The patient is a 75-year-old female who underwent right total knee replacement in 1998 by her local surgeon. She did well until 4 years ago when she began to have knee pain. Radiographs indicated loosening of the tibial component (Fig 1). Evaluation at the time revealed that no infection was present. She was informed of the findings and component revision was recommended. Due to medical and social reasons, the patient chose not to have revision surgery. In particular, she had multiple lower spine surgeries and now requires chronic pain medications for her back pain. Radiographs show progression of loosening over time (Figs 2, 3). She now presents 4 years after her initial consultation.

Lucencies are visible under the medial and lateral aspects of the tibial component at time of initial presentation.
Fig. 1
Lucencies are progressive and varus subsidence of the tibial component is evident on subsequent xrays 1 and 2 years later.
Fig. 2
Lucencies are progressive and varus subsidence of the tibial component is evident on subsequent xrays 1 and 2 years later.
Fig. 3

Preop

At this stage, the patient has increased pain and leg deformity.

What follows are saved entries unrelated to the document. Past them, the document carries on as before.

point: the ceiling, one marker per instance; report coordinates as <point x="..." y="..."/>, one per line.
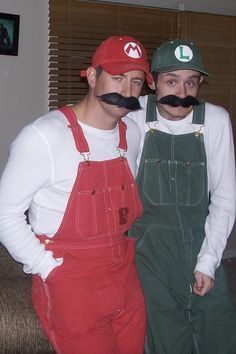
<point x="223" y="7"/>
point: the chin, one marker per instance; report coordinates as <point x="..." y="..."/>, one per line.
<point x="179" y="112"/>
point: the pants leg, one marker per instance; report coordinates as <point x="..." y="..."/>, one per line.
<point x="92" y="308"/>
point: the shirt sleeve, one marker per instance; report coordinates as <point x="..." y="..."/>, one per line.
<point x="28" y="169"/>
<point x="221" y="179"/>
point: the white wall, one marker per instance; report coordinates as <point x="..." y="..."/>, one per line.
<point x="23" y="78"/>
<point x="223" y="7"/>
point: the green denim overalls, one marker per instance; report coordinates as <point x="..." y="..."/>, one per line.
<point x="172" y="181"/>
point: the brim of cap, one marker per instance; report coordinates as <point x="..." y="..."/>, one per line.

Her leg alignment is in a greater degree of varus alignment. She realizes that her deformity is worsening as it affects her walking ability. She requires a walker to ambulate and can hardly perform her activities of daily living. On physical examination, her range of motion is from full extension to 120 degrees and she has expected instability to varus-valgus stress. Radiographs show significant leg deformity and tibial component loosening (Figs 4a, b, c).

AP radiograph shows tibial component loosening and bone loss due to component medial collapse.
Fig. 4a
Lateral radiograph reveals bone loss with component subsidence.
Fig. 4b
Standing full-length view illustrates overall limb varus deformity.
Fig. 4c

Surgery

Intraoperative photograph showing extent of tibial defect after component removal.
Fig. 5

At the time of her revision surgery, the tibial liner cannot be removed because the interface with the tibial component is sunken within the tibial cortex. The femoral component is removed with preservation of as much host bone as possible. When exposure of the proximal tibial is achieved, the tibial component and liner are able to be extracted as one piece because it is so loose. It is nearly completely subsided below the tibial cortical rim. The resulting tibial bone defect is significant (Fig 5). There is essentially only a shell of medial cortical bone remaining. The majority of the tibial metaphysis has eroded.

Intramedullary preparation of the tibia is performed to achieve press-fit of a tibial stem.  It is also used to make a proximal tibial resection to maximize bone support of the tibial tray. Because of the size of the defect, a trabecular metal tibial augment is prepared for with reamers and trial broaches (Figs 6a, b). Improved bone support is achieved with the lower cone portion of the augment, to add to the cortical rim support. After trialing of the components, a constrained liner is used due to the laxity of the collateral ligaments.

Examples of trabecular metal coupled cone augment attached to bottom of revision tibial component.
Fig. 6a
Examples of trabecular metal coupled cone augment attached to bottom of revision tibial component.
Fig. 6b

Postop

Due to a history of spinal fusions, the patient underwent general anesthesia rather than an epidural/spinal. She has chronic pain due to her back surgeries and so she took norco and levorphanol prior to surgery. Multimodal pain management was even more important given her relative resistance to narcotics. Intravenous acetaminophen was used intraoperatively and long-lasting liposomal bupivacaine injections were performed at the conclusion of the surgical procedure. Intravenous ketoralac was also used post-operatively. The patient was able to walk a short distance the day of surgery and was safely discharged home two days after surgery (Figs 7a, b). In addition to her usual narcotic dosages, her pain was well controlled with the described medications. She had much less pain and improved ambulation nearly immediately after surgery.

AP radiograph of revision total knee with tibial coupled cone obtaining additional tibial metaphyseal support.
Fig. 7a
Lateral radiograph of revision total knee with tibial augment.